The CLTs seem mostly like familiar techniques that can be used in public speaking and in one-on-one interactions. We might debate whether these are marks of charisma but they do facilitate better communication and are seen in impressive people. Three of the tactics–animated speaking, effective gestures and captivating facial expressions—combine to show passion that can win over listeners. The other skills are:

  • The use of metaphors and analogies like Martin Luther King, Jr. used in his I have a Dream” speech.
  • Stories, well told, that engage listeners and attract observers to the storyteller.
  • Contrasts can be dramatic because they pit one idea against the opposite. Example: “We can change the world instead of doing the same old things.”
  • Rhetorical questions like “Think what would happen if we joined forces and all pulled together.”
  • Three part lists that grab attention especially if they are concise, understandable, and easily remembered. Notice the previous sentence.
  • Expressions of values or moral conviction are powerful especially if others share the speaker’s sentiments.
  • Setting high goals that demonstrate passion and determination to make things happen.
  • Showing confidence in what can be done.
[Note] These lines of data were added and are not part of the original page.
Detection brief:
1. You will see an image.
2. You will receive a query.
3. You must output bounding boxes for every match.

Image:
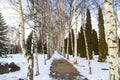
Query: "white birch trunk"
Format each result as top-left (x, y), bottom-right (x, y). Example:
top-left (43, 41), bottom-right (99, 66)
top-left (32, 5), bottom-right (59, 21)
top-left (81, 0), bottom-right (92, 74)
top-left (74, 0), bottom-right (77, 64)
top-left (104, 0), bottom-right (120, 80)
top-left (33, 0), bottom-right (40, 76)
top-left (16, 0), bottom-right (33, 80)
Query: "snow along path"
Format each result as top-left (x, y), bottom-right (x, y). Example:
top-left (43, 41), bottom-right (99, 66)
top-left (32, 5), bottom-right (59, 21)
top-left (0, 51), bottom-right (117, 80)
top-left (50, 59), bottom-right (88, 80)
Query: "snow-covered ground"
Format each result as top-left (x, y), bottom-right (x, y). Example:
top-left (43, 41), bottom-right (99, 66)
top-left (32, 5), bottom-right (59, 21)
top-left (0, 52), bottom-right (119, 80)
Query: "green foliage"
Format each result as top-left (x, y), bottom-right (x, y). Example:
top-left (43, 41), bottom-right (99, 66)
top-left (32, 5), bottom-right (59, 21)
top-left (85, 9), bottom-right (93, 59)
top-left (0, 13), bottom-right (8, 56)
top-left (92, 29), bottom-right (98, 55)
top-left (78, 27), bottom-right (86, 58)
top-left (98, 7), bottom-right (107, 62)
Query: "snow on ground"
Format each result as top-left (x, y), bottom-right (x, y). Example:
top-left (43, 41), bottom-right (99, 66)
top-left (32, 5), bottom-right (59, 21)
top-left (0, 51), bottom-right (118, 80)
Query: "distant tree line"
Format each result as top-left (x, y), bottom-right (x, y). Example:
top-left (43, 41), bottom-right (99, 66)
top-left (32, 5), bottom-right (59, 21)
top-left (64, 7), bottom-right (107, 62)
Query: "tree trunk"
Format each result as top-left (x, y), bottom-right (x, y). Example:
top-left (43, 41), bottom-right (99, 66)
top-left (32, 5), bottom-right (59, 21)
top-left (81, 0), bottom-right (92, 74)
top-left (33, 0), bottom-right (40, 76)
top-left (104, 0), bottom-right (120, 80)
top-left (17, 0), bottom-right (33, 80)
top-left (74, 0), bottom-right (77, 64)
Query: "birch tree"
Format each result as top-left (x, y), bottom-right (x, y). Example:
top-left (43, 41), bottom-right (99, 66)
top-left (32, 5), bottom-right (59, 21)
top-left (16, 0), bottom-right (33, 80)
top-left (74, 0), bottom-right (77, 64)
top-left (103, 0), bottom-right (120, 80)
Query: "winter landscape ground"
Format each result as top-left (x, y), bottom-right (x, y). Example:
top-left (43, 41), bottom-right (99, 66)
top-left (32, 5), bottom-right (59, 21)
top-left (0, 52), bottom-right (120, 80)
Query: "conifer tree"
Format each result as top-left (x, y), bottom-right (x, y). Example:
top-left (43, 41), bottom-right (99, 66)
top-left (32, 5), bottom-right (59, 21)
top-left (98, 7), bottom-right (107, 62)
top-left (0, 13), bottom-right (8, 56)
top-left (85, 9), bottom-right (93, 59)
top-left (92, 29), bottom-right (98, 55)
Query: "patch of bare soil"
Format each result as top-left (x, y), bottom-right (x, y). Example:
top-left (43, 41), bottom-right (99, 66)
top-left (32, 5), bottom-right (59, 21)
top-left (50, 59), bottom-right (88, 80)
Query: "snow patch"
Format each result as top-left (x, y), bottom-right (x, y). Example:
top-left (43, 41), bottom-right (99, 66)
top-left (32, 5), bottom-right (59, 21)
top-left (51, 51), bottom-right (64, 60)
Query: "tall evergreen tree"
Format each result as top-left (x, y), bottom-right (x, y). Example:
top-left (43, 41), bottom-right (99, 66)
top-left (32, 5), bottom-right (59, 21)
top-left (0, 13), bottom-right (7, 56)
top-left (78, 27), bottom-right (86, 58)
top-left (98, 7), bottom-right (107, 62)
top-left (92, 29), bottom-right (98, 55)
top-left (85, 9), bottom-right (93, 59)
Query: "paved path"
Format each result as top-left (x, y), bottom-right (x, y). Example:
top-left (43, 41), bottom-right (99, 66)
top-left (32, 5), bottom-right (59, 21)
top-left (50, 59), bottom-right (88, 80)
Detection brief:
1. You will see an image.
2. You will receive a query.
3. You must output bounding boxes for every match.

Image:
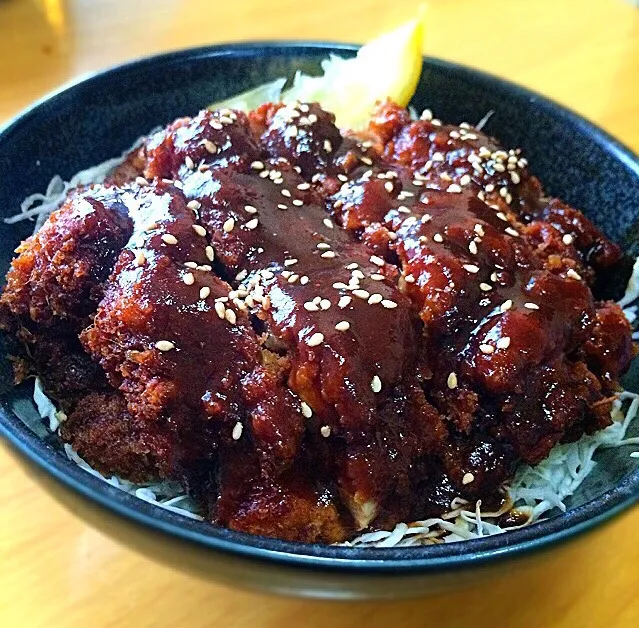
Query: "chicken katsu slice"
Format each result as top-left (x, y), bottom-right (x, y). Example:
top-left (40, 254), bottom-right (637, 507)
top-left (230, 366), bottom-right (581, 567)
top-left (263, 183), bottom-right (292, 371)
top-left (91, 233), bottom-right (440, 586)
top-left (0, 187), bottom-right (132, 328)
top-left (0, 186), bottom-right (132, 404)
top-left (139, 112), bottom-right (441, 528)
top-left (60, 390), bottom-right (174, 482)
top-left (81, 182), bottom-right (303, 480)
top-left (252, 105), bottom-right (632, 476)
top-left (369, 103), bottom-right (621, 276)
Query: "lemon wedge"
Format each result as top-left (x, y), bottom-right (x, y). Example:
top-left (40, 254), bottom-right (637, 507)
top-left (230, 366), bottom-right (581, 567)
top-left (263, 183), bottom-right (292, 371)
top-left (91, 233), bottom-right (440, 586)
top-left (209, 7), bottom-right (424, 130)
top-left (282, 17), bottom-right (424, 130)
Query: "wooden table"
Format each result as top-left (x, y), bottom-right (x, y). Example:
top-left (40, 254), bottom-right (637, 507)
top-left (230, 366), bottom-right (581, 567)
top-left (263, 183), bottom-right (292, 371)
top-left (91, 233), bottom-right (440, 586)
top-left (0, 0), bottom-right (639, 628)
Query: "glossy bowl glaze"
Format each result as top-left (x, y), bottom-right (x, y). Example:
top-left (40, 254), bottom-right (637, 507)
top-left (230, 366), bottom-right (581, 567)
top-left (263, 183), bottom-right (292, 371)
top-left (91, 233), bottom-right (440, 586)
top-left (0, 43), bottom-right (639, 599)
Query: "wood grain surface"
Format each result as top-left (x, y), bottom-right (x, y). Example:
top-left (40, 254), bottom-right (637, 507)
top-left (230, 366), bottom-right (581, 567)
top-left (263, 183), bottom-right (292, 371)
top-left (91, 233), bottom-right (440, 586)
top-left (0, 0), bottom-right (639, 628)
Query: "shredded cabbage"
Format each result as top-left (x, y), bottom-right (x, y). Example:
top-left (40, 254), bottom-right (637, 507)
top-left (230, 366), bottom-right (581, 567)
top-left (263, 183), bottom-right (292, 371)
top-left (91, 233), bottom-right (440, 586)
top-left (10, 102), bottom-right (639, 547)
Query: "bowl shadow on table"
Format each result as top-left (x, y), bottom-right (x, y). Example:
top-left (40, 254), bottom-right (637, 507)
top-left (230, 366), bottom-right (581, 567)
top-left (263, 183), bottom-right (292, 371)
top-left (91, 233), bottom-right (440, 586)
top-left (14, 444), bottom-right (610, 612)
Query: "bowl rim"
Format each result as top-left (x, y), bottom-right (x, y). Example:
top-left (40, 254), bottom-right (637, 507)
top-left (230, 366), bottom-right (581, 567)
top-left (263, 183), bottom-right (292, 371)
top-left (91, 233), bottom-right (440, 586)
top-left (0, 41), bottom-right (639, 575)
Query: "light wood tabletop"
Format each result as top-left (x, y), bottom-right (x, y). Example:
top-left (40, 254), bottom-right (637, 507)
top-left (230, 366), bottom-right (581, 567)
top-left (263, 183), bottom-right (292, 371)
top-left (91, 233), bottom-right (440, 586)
top-left (0, 0), bottom-right (639, 628)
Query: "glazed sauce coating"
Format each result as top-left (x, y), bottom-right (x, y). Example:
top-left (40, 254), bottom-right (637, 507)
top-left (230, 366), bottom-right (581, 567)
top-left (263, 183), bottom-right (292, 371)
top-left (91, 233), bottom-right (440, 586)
top-left (1, 103), bottom-right (634, 542)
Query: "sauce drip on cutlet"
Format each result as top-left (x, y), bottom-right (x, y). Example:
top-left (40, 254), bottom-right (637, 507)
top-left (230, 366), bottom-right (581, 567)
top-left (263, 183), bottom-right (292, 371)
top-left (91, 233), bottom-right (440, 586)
top-left (2, 103), bottom-right (634, 542)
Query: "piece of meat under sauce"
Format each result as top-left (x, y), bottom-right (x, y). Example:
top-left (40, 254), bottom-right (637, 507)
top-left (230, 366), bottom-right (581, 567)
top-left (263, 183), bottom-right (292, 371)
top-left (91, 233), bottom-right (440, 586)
top-left (81, 182), bottom-right (324, 536)
top-left (253, 105), bottom-right (633, 496)
top-left (145, 108), bottom-right (448, 529)
top-left (0, 103), bottom-right (635, 543)
top-left (0, 189), bottom-right (132, 402)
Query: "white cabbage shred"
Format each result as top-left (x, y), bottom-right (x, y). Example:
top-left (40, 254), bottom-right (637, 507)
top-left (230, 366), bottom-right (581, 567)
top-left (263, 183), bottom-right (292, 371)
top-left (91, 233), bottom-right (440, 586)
top-left (5, 110), bottom-right (639, 547)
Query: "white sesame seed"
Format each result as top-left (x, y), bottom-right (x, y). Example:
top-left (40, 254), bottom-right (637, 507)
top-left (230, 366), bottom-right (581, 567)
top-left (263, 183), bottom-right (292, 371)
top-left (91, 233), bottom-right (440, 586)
top-left (204, 246), bottom-right (215, 262)
top-left (306, 332), bottom-right (324, 347)
top-left (182, 273), bottom-right (195, 286)
top-left (162, 233), bottom-right (177, 244)
top-left (202, 140), bottom-right (217, 155)
top-left (231, 421), bottom-right (244, 440)
top-left (193, 225), bottom-right (206, 237)
top-left (134, 249), bottom-right (146, 266)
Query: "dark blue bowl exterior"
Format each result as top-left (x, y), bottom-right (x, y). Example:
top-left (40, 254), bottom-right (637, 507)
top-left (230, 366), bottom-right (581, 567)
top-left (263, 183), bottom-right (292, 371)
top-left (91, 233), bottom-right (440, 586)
top-left (0, 43), bottom-right (639, 592)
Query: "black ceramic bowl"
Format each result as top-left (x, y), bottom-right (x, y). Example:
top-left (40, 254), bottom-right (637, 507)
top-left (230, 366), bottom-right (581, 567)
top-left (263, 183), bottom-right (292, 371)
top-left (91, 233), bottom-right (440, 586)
top-left (0, 43), bottom-right (639, 598)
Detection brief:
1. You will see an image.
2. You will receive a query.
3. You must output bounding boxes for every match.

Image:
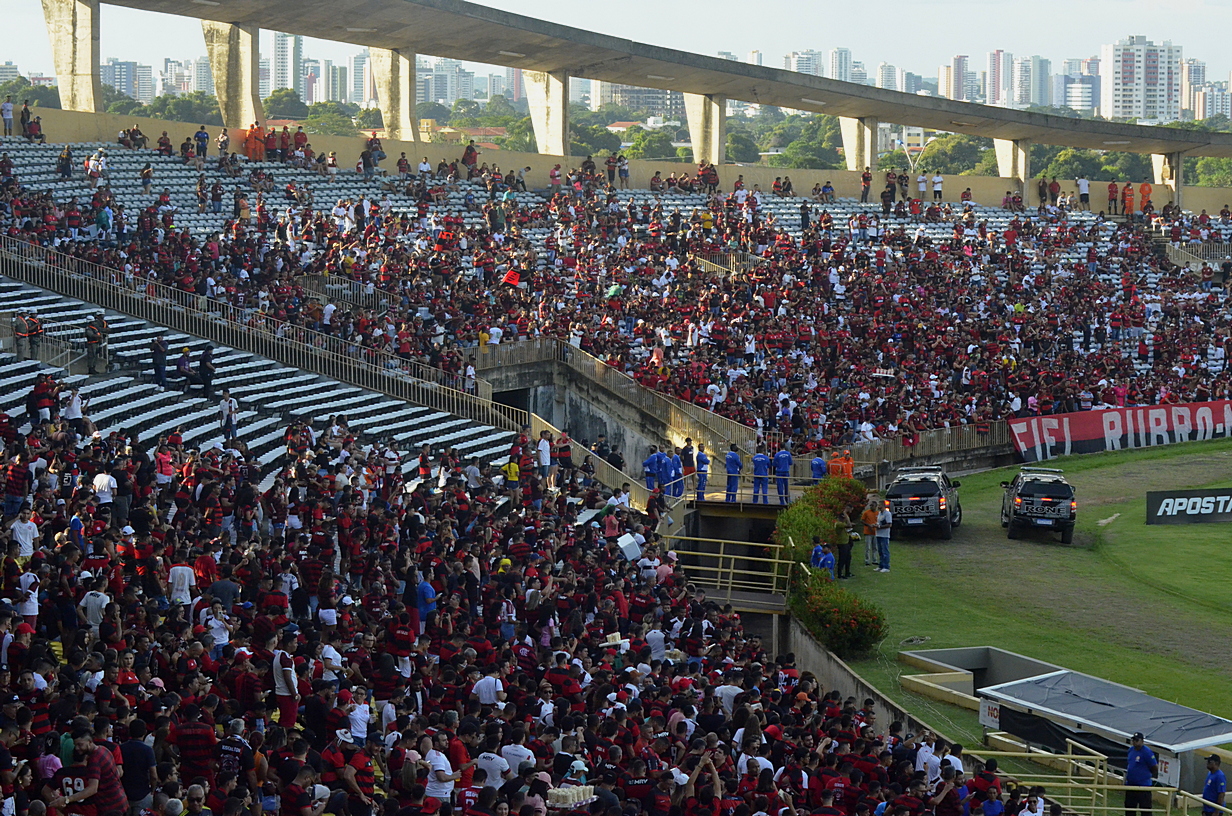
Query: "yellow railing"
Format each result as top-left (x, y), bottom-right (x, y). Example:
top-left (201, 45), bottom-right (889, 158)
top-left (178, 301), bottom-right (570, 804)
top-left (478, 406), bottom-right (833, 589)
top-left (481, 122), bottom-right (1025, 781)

HBR suggests that great orators and politicians use these techniques instinctively but anyone can learn them. Does this really summarize the basics about how a person develops and shows charisma? What is charisma and how does one get it? Please comment.

6 Comments

  1. These suggestions all seem to be geared toward communicating in a group presentation. That’s fine, but charismatic people that I know are confident goal-driven people who then are able to get others to follow. A person may have good group presentation skills, but if they don’t have a confident goal-driven manner in personal relationships, I don’t see them as being charismatic. I am exhibit “A” in that regard. Under the definition of “charisma” in a dictionary, I would be listed as an example…as an antonym.

    Reply

    1. Duane and Miriam. I love your comments. I think “charisma” is the wrong word to use in a list of effective communication principles. You both bring a more balanced perspective. And Duane this is the first time that I have knowingly heard from an antonym! I love that self-description. Is it on your resume?

      Reply

  2. Your comments always make me think, Gary. While I may not agree with the researchers concept of “charisma” being teachable, these are good presentation and leadership principles. They certainly are good reminders and principles to consider applying in teaching and presenting.

    Reply

  3. In fact, if you read the HBR paper and the original work (in Academy of Management Learning and Education) where they did the experiments, the Swiss researchers controlled for presentation and communication skills. They also controlled for constant effect (individual differences, which includes confidence, intelligence, or what have you). What mattered for whether leaders were seen as being prototypical, influential, trustworthy where these charismatic leadership tactics.